Lassen Sie sich keine Angst machen. Wir müssen mehr Angst haben, die Fachkräftestellen in Deutschland nicht zu besetzen. Das würde unseren Wohlstand gefährden. Das ist ein Risiko für unser Land. Deshalb noch einmal: vorrangig Inland, ergänzend Fachkräfteeinwanderung, klare Regeln. Falls es Fehlentwicklungen geben sollte, gibt es Notfallhebel. Wir brauchen sie aber nicht, weil es zwischen allen Beteiligten wirklich gut vorbereitet ist. Auch das hat die Runde heute bestätigt.

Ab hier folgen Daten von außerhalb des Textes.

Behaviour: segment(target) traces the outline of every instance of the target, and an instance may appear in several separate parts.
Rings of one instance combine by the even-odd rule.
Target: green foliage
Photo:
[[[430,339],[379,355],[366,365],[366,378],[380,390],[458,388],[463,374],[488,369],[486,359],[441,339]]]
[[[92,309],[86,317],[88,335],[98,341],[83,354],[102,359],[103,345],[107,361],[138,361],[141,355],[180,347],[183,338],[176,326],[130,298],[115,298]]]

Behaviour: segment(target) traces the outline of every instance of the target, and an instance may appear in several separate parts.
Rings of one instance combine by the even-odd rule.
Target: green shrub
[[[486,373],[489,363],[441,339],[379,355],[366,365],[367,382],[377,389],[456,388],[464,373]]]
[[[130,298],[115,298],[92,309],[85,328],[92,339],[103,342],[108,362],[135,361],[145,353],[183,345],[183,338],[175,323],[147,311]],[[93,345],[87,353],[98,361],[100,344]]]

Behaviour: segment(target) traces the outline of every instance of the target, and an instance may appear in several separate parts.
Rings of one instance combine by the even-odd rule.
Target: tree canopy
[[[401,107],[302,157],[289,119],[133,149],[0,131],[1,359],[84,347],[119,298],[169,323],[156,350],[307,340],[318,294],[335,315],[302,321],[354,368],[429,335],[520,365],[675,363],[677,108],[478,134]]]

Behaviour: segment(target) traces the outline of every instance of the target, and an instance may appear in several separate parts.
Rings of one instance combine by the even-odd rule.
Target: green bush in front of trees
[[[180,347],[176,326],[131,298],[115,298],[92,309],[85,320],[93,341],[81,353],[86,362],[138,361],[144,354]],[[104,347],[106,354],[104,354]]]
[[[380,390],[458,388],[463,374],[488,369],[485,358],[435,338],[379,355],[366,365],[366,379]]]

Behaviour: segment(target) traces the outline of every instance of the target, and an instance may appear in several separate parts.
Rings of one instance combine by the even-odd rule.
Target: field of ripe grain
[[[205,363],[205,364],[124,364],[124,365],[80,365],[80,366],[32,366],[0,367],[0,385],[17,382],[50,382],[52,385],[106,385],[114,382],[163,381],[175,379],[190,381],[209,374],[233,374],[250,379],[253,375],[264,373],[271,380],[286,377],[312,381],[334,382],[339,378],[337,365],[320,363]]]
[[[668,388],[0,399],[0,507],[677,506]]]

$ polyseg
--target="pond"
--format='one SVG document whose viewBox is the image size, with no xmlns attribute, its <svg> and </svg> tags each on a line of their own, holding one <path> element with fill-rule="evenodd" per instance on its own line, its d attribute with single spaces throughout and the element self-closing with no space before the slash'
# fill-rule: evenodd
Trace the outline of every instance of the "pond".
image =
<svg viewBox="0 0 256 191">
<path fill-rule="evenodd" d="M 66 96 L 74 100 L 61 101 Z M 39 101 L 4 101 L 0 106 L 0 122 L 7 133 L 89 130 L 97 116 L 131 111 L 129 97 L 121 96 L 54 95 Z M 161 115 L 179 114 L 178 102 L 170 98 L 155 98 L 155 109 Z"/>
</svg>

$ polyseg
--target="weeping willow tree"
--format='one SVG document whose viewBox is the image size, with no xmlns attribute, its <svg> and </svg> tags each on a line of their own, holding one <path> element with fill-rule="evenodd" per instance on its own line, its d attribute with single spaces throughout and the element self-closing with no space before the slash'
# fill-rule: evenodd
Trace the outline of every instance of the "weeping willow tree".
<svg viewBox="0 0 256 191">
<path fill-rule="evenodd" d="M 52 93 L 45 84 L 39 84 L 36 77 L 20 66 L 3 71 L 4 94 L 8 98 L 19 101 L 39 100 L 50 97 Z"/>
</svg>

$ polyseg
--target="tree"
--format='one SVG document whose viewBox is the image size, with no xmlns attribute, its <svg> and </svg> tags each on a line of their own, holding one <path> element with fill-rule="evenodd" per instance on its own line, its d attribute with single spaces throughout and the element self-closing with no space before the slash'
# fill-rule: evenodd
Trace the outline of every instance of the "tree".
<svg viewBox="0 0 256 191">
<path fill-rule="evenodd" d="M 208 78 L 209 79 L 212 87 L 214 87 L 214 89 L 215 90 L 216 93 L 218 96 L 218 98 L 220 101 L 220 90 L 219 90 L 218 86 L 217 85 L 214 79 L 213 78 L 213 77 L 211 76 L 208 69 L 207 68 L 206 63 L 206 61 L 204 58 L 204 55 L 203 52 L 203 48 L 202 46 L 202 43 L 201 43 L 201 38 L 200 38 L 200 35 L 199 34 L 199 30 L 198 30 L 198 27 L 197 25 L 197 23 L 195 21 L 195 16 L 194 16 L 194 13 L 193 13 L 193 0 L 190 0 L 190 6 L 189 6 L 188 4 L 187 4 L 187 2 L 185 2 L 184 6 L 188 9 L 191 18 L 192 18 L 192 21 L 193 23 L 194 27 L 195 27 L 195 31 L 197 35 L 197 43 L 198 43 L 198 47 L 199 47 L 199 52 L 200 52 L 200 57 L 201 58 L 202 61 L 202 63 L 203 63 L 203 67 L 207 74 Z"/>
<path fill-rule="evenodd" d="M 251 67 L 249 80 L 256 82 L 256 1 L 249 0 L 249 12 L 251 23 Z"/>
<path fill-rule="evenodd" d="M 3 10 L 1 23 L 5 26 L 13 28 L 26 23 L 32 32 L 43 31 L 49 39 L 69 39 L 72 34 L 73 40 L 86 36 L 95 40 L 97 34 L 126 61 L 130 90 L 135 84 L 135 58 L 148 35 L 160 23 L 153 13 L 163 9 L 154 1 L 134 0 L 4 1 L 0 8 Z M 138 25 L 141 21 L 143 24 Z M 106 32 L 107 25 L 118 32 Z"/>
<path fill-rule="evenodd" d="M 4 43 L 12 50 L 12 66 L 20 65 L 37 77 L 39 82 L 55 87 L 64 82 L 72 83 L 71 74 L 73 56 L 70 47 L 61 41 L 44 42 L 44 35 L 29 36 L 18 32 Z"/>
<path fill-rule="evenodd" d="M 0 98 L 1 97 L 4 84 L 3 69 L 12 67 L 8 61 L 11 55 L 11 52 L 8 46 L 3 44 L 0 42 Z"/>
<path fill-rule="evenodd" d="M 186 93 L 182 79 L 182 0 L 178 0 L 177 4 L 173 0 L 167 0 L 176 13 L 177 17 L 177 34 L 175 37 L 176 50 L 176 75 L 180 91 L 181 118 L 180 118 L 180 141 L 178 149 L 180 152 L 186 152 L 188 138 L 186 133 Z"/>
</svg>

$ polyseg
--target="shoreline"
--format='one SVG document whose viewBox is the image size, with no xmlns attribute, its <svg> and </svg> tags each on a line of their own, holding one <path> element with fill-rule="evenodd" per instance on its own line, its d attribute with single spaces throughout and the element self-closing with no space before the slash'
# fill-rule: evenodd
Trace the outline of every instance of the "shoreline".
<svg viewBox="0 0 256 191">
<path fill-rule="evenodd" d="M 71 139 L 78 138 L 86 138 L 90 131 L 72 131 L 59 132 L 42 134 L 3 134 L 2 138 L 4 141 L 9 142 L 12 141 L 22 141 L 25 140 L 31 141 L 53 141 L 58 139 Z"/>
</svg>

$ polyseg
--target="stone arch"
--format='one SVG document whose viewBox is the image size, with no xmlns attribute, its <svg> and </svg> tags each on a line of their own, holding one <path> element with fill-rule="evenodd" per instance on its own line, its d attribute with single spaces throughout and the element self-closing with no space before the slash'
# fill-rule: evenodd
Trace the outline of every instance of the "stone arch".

Frage: Mich würde interessieren: Was ist jetzt im Vergleich zu dem Gesetz tatsächlich neu, worauf Sie sich heute einigen konnten? Welche Punkte sind heute sozusagen neu dazu gekommen? Das wäre meine Frage. Vielleicht können Sie dazu etwas sagen.

BK’in Merkel: Das Neue ist, dass wir vor Inkrafttreten eines Gesetzes miteinander besprechen, welche Stufen zu absolvieren sind, worauf wir uns konzentrieren wollen, wie wir die praktischen Abläufe gestalten und wir auch Vorkehrungen treffen.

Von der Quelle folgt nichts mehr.